Galaxy Tool ID: toolshed.g2.bx.psu.edu/repos/ethevenot/multivariate/Multivariate/2.3.10
Galaxy Tool Version: 2.3.10
Tool Version: None
Tool Standard Output: stdout
Tool Standard Error: stderr
Tool Exit Code: None
History Content API ID: 6eece17699c62b74
Job API ID: 777ca7cf1c191b30
History API ID: 49f747565f9af515
UUID: 85bac157-afee-42a2-8da7-c0f754be2cb5

@ethevenot, the current setting is 12h.
Is it normal for you that it take so long?

I do not know how many features you have but this running time seems definitely too long (it should take < 1 min). Feel free to share your history with me (etienne.thevenot@cea.fr) or send me the 3 .tsv tables if you wish.

Best wishes,

Etienne.

1 J'aime

Which is the response feature you are trying to predict by PLS(-DA)?

Hello Etienne,

I'm trying to predict the Family

I did a few cheks on your data and here are some comments.

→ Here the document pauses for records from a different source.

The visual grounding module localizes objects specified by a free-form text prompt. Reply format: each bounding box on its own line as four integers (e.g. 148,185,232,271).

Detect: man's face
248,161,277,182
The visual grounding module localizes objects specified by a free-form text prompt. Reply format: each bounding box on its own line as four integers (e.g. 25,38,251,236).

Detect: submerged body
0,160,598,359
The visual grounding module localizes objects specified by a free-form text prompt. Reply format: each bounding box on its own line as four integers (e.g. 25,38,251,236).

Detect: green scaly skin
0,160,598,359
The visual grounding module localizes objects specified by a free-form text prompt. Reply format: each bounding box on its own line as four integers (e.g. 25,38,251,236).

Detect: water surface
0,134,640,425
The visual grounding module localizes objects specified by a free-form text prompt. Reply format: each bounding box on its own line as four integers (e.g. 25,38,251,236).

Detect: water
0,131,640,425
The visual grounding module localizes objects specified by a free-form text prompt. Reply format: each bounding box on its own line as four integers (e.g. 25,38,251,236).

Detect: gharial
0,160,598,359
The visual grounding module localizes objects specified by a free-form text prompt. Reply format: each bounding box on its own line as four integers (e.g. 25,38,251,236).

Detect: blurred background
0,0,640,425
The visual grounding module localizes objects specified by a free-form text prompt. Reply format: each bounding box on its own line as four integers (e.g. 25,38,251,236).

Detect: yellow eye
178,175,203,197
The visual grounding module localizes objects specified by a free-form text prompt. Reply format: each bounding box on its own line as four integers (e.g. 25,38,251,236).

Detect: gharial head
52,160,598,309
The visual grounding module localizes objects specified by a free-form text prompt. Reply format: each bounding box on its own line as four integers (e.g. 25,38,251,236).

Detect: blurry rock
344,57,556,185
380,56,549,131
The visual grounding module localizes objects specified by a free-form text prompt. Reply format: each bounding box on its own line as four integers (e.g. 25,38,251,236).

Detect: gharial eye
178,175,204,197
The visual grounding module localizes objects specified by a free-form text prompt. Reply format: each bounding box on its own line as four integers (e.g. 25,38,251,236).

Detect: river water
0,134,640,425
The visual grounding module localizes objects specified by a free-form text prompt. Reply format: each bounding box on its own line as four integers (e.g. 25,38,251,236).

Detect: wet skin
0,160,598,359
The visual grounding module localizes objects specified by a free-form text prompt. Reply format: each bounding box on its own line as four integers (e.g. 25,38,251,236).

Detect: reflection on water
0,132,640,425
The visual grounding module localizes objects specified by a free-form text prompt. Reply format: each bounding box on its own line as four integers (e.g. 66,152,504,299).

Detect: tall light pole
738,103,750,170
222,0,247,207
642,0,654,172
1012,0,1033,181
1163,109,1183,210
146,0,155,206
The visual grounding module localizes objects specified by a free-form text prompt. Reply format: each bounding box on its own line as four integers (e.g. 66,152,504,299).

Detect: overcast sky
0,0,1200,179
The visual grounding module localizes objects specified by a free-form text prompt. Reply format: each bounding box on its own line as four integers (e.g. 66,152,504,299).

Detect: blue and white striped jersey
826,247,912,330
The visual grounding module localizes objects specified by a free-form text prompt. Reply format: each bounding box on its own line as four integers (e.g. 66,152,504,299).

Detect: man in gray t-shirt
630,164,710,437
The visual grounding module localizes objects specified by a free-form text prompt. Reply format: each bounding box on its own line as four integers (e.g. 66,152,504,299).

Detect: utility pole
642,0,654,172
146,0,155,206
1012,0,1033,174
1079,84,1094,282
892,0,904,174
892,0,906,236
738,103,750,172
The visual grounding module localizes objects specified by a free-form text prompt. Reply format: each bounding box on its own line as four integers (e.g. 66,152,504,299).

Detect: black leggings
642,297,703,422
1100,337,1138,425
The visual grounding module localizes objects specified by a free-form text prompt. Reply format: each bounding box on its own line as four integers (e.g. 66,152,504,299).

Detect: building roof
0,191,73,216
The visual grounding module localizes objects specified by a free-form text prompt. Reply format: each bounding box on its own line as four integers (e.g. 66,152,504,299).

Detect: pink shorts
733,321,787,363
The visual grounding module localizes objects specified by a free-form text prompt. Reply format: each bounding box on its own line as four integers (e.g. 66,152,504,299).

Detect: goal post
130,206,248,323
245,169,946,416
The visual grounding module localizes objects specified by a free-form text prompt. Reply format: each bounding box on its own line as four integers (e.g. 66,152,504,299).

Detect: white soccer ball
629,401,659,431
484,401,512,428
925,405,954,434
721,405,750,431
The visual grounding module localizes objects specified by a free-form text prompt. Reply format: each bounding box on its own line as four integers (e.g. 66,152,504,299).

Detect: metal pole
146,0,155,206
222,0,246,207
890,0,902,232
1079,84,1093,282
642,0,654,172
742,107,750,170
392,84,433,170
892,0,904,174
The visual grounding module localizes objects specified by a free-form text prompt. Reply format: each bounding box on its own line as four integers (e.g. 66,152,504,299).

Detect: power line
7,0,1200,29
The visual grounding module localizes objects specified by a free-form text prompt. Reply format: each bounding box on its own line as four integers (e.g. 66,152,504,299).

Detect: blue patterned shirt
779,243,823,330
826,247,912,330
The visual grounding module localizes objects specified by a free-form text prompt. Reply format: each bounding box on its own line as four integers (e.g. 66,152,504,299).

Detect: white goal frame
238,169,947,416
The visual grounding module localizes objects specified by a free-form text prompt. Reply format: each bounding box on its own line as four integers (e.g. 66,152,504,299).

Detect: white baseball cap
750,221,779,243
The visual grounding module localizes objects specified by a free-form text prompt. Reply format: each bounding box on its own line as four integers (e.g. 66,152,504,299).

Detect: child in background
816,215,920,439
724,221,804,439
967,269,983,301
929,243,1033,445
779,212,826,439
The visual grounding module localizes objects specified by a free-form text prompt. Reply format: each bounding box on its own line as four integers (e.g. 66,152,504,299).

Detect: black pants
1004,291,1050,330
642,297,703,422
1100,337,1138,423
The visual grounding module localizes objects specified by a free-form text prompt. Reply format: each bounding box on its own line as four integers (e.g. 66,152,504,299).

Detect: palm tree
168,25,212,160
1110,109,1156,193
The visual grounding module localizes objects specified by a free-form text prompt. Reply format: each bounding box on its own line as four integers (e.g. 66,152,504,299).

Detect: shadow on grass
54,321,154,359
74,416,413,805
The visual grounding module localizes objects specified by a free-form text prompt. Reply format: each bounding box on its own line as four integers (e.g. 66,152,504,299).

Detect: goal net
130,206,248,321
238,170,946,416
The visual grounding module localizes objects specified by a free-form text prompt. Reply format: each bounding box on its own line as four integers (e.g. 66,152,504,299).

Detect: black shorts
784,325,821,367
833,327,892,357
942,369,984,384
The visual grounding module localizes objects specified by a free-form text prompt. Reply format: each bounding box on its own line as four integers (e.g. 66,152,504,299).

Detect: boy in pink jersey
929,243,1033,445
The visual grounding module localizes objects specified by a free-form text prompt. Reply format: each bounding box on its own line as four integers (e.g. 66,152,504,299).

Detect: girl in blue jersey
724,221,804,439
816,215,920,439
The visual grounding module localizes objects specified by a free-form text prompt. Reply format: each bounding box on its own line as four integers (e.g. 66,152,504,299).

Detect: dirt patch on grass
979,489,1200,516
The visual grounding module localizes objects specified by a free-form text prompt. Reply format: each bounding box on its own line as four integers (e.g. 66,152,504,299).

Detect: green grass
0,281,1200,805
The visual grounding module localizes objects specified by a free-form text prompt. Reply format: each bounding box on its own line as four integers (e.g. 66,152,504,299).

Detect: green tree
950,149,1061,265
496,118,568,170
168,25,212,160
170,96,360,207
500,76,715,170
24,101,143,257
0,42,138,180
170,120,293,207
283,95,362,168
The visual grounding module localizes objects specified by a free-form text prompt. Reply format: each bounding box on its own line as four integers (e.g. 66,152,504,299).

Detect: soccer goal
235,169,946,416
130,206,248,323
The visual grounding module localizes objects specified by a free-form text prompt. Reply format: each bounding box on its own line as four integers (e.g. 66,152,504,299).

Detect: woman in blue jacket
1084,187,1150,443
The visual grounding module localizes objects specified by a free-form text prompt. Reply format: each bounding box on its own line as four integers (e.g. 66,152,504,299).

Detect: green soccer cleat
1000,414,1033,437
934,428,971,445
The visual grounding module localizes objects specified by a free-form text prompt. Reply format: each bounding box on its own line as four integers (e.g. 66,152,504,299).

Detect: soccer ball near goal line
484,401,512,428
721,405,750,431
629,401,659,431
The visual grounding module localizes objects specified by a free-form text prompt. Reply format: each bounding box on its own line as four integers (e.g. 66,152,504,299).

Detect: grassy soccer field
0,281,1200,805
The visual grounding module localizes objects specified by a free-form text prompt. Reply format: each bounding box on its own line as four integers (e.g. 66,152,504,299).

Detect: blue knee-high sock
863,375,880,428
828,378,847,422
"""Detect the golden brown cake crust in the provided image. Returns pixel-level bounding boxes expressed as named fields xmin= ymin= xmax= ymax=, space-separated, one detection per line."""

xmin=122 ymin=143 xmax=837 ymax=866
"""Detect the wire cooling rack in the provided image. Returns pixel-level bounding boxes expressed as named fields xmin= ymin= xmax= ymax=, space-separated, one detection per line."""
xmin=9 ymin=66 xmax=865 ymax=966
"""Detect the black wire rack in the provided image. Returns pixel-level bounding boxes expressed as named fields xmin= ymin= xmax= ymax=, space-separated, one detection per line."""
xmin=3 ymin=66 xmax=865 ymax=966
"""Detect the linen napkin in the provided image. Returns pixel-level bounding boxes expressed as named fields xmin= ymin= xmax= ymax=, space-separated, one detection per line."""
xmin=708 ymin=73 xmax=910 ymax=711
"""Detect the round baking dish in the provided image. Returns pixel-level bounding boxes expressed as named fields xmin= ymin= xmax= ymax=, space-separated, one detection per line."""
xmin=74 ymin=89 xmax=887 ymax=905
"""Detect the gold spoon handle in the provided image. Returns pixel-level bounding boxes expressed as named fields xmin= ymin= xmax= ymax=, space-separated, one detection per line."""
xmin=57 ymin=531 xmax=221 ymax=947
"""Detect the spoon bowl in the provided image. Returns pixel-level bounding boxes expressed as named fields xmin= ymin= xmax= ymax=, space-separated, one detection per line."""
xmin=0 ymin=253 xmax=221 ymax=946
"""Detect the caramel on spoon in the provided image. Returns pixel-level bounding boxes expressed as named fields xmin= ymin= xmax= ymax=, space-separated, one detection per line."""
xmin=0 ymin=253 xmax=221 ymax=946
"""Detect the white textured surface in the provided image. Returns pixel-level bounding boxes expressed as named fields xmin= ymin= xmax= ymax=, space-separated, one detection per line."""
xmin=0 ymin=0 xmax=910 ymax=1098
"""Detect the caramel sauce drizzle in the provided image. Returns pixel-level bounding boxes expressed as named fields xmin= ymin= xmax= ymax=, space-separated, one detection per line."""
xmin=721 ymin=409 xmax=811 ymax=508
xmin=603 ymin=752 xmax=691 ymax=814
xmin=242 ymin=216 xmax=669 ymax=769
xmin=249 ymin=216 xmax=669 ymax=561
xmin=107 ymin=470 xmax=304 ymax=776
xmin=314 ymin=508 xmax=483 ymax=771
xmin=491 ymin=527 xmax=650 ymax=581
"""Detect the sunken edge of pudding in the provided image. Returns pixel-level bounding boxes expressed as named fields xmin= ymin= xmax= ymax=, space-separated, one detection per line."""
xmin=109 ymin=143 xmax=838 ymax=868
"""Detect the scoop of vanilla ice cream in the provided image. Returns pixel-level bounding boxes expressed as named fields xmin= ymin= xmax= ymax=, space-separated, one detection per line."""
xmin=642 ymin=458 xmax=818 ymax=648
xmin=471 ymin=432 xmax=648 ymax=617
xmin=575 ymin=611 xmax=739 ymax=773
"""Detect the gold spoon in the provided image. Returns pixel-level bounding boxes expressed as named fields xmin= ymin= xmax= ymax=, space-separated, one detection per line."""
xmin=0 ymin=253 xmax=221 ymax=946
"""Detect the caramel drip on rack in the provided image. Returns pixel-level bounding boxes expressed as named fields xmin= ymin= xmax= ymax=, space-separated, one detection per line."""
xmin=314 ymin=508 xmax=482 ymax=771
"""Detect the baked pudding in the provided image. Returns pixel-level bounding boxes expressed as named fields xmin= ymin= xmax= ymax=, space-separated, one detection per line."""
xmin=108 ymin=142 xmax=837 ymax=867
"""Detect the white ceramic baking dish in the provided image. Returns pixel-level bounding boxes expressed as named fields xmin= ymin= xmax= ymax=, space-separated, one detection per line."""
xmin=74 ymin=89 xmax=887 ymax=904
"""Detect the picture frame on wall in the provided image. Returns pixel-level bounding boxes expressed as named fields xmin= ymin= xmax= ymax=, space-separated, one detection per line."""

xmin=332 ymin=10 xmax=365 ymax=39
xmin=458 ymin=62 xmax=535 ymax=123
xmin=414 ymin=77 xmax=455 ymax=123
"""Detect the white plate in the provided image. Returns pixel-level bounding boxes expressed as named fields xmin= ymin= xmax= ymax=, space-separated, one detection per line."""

  1. I reproduce your results: PCA OK in a few seconds and PLS-DA to predict the 'family' response is still not converging after many seconds.
  2. Your dataset contains ~100X more features than samples (so a high risk of overfitting), and two of your 5 classes contain less than 7 samples (which is very few; in any case, the cross-validation argument, which is 7 by default, should be lowered).
  3. I therefore focused on the 2 classes with the most of the samples, randomly selected 1/10 of the features, and selected only two components. I end up in a few seconds with a significant model. I could also obtain a significant model with the 3 main classes and 2 (or 3) components in a few minutes.

Thank you very much ! I've been struggling a while with that dataset !

So do you suggest that I should :

  • Increase my detection threshold to keep less features during pre-processing?
  • Replace the classes with few samples by a class "other" in my sampleMetadata file?

Thanks again

I assume that some (many) of your features are noise which should indeed be filtered during preprocessing or quality controls.
I would first analyze your 3 main classes in the classical way. You might also group the remaining samples in a 4th class.